Saturday, November 22, 2014

Computing a solvent accessible surface area using Jmol

Someone asked me how to compute a surface area of a molecule.  Here's how to compute a solvent accessible surface area using Jmol.

1. Load your molecule into Jmol (File > Open)

2. Open the Script Editor and Output Console (File > Script Editor, etc)

3. Type the following three lines into the Script Editor window and hit run

isosurface solvent
isosurface area set 0

1.2 Å is the probe radius for water solvent.  If you are using another solvent input another value.  It will correspond roughly to the radius of the solvent molecule.

4. The are will be printed out in the Console.  The units are not specified but I'm sure it's Å2 (square Ångstrom)

Questions about the book?

I have a sneaking suspicion that at least one of you have questions about somethings that I wrote in the book.  So ask away below in the comments section and please remember to tag me in the post (+jan jensen - see picture below) so I get alerted.

Wednesday, November 19, 2014

Introducing the Computational Chemistry Daily

Yesterday I started the Computational Chemistry Daily which aggregates posts related to computational chemistry on social media such as Twitter, Google+ and Facebook on a daily basis.  It identifies the posts by certain words or hashtags such as #compchem and everyone can contribute.

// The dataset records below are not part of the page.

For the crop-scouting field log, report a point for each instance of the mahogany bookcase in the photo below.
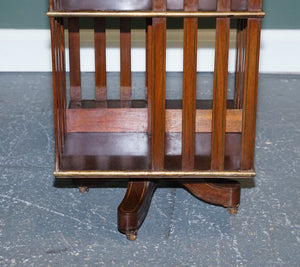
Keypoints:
(199, 143)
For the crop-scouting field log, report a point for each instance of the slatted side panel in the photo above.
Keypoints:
(59, 98)
(240, 63)
(125, 47)
(220, 88)
(159, 86)
(149, 71)
(189, 86)
(250, 87)
(74, 56)
(100, 59)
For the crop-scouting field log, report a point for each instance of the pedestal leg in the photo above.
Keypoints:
(134, 207)
(221, 192)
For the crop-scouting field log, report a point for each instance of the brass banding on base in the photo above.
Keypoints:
(154, 174)
(168, 14)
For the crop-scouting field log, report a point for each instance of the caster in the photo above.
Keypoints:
(233, 210)
(131, 235)
(83, 189)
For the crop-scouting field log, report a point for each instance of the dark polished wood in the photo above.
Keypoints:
(125, 47)
(74, 58)
(190, 46)
(134, 208)
(131, 151)
(250, 93)
(159, 93)
(240, 63)
(100, 59)
(220, 192)
(157, 139)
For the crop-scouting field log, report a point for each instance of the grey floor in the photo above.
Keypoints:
(44, 222)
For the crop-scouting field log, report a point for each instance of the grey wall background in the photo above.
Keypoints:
(31, 14)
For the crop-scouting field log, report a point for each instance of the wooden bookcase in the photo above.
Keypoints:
(200, 143)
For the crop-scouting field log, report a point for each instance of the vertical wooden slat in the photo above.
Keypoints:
(125, 47)
(74, 55)
(100, 59)
(250, 93)
(159, 85)
(59, 84)
(148, 49)
(63, 74)
(54, 81)
(240, 63)
(220, 88)
(189, 86)
(149, 72)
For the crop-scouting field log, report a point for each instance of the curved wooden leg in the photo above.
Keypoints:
(134, 207)
(221, 192)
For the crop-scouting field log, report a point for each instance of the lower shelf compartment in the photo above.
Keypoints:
(131, 152)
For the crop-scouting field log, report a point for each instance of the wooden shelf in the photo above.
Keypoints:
(131, 152)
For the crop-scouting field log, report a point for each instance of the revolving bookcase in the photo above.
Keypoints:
(199, 143)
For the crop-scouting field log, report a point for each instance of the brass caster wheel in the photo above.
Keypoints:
(83, 189)
(131, 235)
(233, 210)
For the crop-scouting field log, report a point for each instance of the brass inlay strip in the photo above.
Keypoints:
(154, 174)
(169, 14)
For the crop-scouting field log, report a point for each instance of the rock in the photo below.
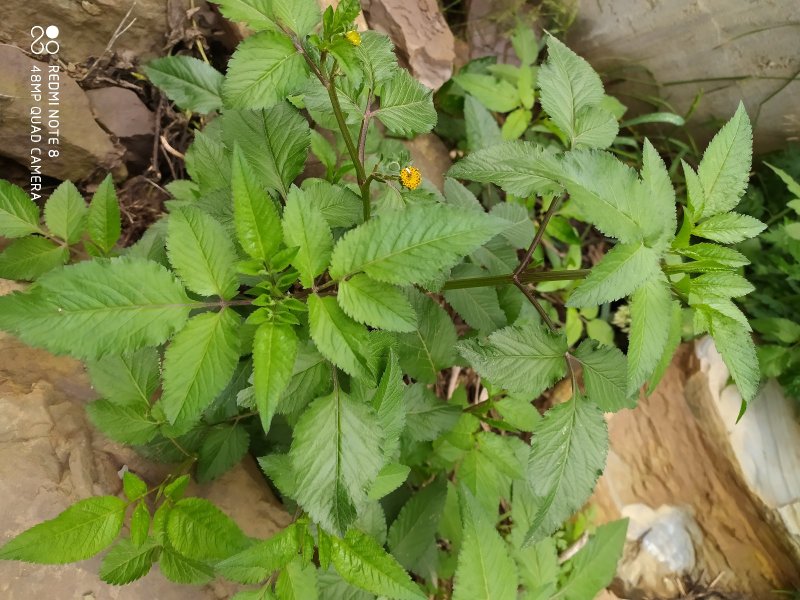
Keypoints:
(84, 148)
(50, 457)
(122, 114)
(85, 28)
(731, 50)
(420, 33)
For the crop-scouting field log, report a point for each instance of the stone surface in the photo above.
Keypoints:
(730, 49)
(87, 26)
(84, 147)
(50, 457)
(418, 29)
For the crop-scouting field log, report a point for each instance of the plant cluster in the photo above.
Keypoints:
(311, 324)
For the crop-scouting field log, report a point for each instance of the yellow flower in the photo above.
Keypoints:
(410, 177)
(353, 37)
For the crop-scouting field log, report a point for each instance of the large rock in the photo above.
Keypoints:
(730, 50)
(420, 33)
(84, 147)
(85, 27)
(50, 457)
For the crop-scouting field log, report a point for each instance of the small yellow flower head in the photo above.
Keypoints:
(410, 177)
(353, 37)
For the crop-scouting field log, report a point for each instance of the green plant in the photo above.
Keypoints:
(308, 323)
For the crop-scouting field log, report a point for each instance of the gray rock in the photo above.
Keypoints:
(83, 147)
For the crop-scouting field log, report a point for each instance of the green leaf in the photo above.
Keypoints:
(336, 454)
(305, 226)
(264, 70)
(31, 257)
(571, 93)
(377, 304)
(413, 245)
(65, 213)
(274, 352)
(340, 339)
(729, 228)
(84, 529)
(568, 453)
(406, 105)
(605, 373)
(725, 167)
(429, 349)
(198, 365)
(258, 562)
(485, 569)
(523, 359)
(19, 215)
(103, 222)
(427, 416)
(735, 344)
(482, 129)
(414, 530)
(97, 296)
(622, 270)
(274, 141)
(127, 562)
(510, 165)
(595, 565)
(258, 225)
(222, 449)
(201, 253)
(189, 82)
(362, 562)
(651, 310)
(200, 531)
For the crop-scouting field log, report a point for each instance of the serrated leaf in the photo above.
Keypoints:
(189, 82)
(524, 359)
(729, 228)
(413, 245)
(336, 454)
(605, 373)
(274, 141)
(97, 296)
(485, 569)
(263, 71)
(511, 166)
(377, 304)
(201, 253)
(19, 215)
(362, 562)
(413, 532)
(200, 531)
(595, 565)
(622, 270)
(103, 221)
(651, 310)
(406, 106)
(31, 257)
(222, 449)
(198, 365)
(274, 352)
(570, 93)
(258, 562)
(81, 531)
(65, 212)
(258, 225)
(568, 453)
(340, 339)
(725, 167)
(305, 226)
(127, 562)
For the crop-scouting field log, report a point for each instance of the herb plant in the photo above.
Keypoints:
(312, 325)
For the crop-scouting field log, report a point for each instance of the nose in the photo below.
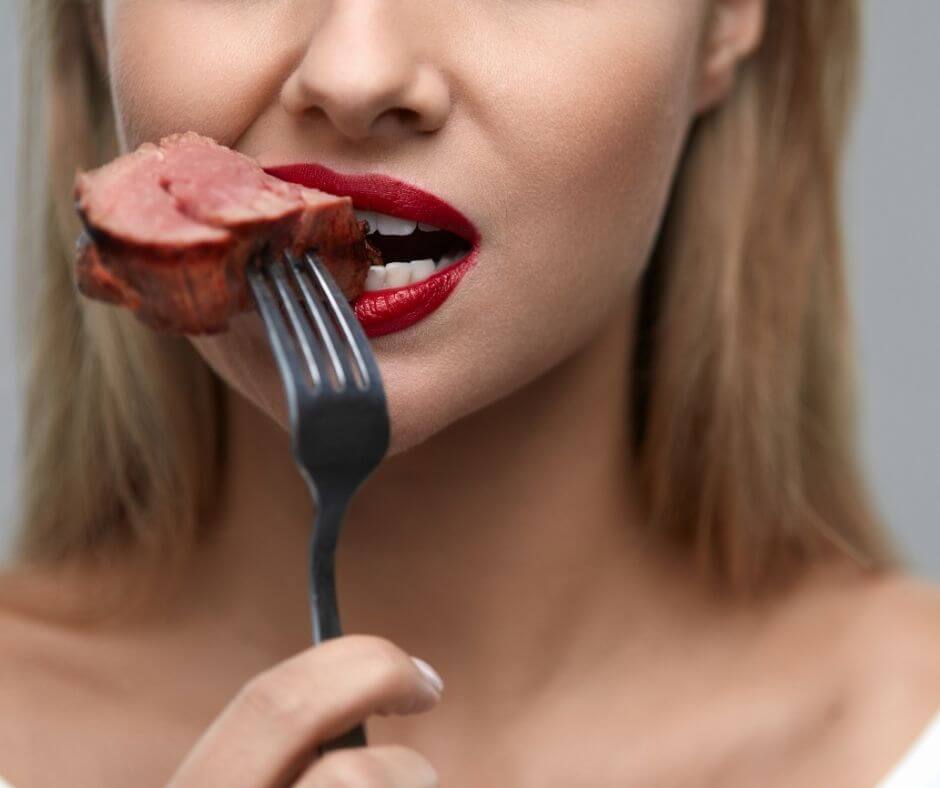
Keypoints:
(365, 70)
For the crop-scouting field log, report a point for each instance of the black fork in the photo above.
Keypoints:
(337, 407)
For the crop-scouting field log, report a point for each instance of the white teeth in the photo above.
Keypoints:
(375, 280)
(392, 225)
(421, 270)
(397, 274)
(384, 277)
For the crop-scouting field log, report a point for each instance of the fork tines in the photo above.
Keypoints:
(313, 328)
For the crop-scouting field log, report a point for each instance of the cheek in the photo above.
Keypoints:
(178, 65)
(591, 137)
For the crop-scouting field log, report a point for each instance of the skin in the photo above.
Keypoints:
(499, 541)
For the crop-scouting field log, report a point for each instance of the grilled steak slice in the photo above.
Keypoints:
(171, 227)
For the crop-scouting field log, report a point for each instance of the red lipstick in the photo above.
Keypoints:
(393, 309)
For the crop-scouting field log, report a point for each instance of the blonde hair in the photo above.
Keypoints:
(743, 409)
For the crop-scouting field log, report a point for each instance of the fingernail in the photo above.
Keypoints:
(430, 674)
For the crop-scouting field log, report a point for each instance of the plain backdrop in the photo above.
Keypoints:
(892, 201)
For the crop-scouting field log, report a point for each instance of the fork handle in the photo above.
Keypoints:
(324, 608)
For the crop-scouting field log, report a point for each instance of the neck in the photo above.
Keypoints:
(504, 550)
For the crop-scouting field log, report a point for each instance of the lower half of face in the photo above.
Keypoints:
(554, 127)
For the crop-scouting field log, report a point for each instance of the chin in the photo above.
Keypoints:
(242, 358)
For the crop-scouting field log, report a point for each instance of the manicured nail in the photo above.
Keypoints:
(430, 674)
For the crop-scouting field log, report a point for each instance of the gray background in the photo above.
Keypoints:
(893, 231)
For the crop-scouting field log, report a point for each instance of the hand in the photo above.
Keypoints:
(269, 732)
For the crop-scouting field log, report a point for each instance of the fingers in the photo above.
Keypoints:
(370, 767)
(272, 728)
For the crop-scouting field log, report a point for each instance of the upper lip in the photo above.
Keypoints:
(382, 193)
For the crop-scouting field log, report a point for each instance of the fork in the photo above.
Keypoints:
(337, 408)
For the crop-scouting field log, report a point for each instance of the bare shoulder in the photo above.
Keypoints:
(48, 694)
(898, 625)
(888, 661)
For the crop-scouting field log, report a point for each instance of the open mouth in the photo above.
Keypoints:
(412, 251)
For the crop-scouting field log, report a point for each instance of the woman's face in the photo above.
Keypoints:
(553, 125)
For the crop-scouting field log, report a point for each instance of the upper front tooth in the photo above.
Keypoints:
(383, 224)
(370, 216)
(392, 225)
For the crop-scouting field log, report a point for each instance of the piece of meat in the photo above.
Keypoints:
(171, 227)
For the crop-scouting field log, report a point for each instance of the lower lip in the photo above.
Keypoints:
(386, 311)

Hope you find it useful.

Sunday, November 9, 2014

Calculation of Solvation Free Energies of Charged Solutes Using Mixed Cluster/Continuum Models

2015.01.25:  I have summarized discussion of this and related issues in this paper.  Point 1 is wrong and Gibbs free energies should be used throughout.

This post takes it title from this paper by Bryantsev et al., which provides an excellent discussion of the issue.  The point of this post is to suggest four modifications to the one of the approaches discussed in the paper:

1. The use of standard Helmholz free energies instead of standard Gibbs free energies

2. Correction for indistinguishability of water molecules

3. Parameterization of a water oxygen solvent radius

4. The general use of the cluster model

Background
Continuum solvation models do not account for strong and specific interactions of solvent molecules with the solute (notably ions) so one must include some explicit solvent molecules in the continuum calculations.  The question is how many explicit solvent molecules to use.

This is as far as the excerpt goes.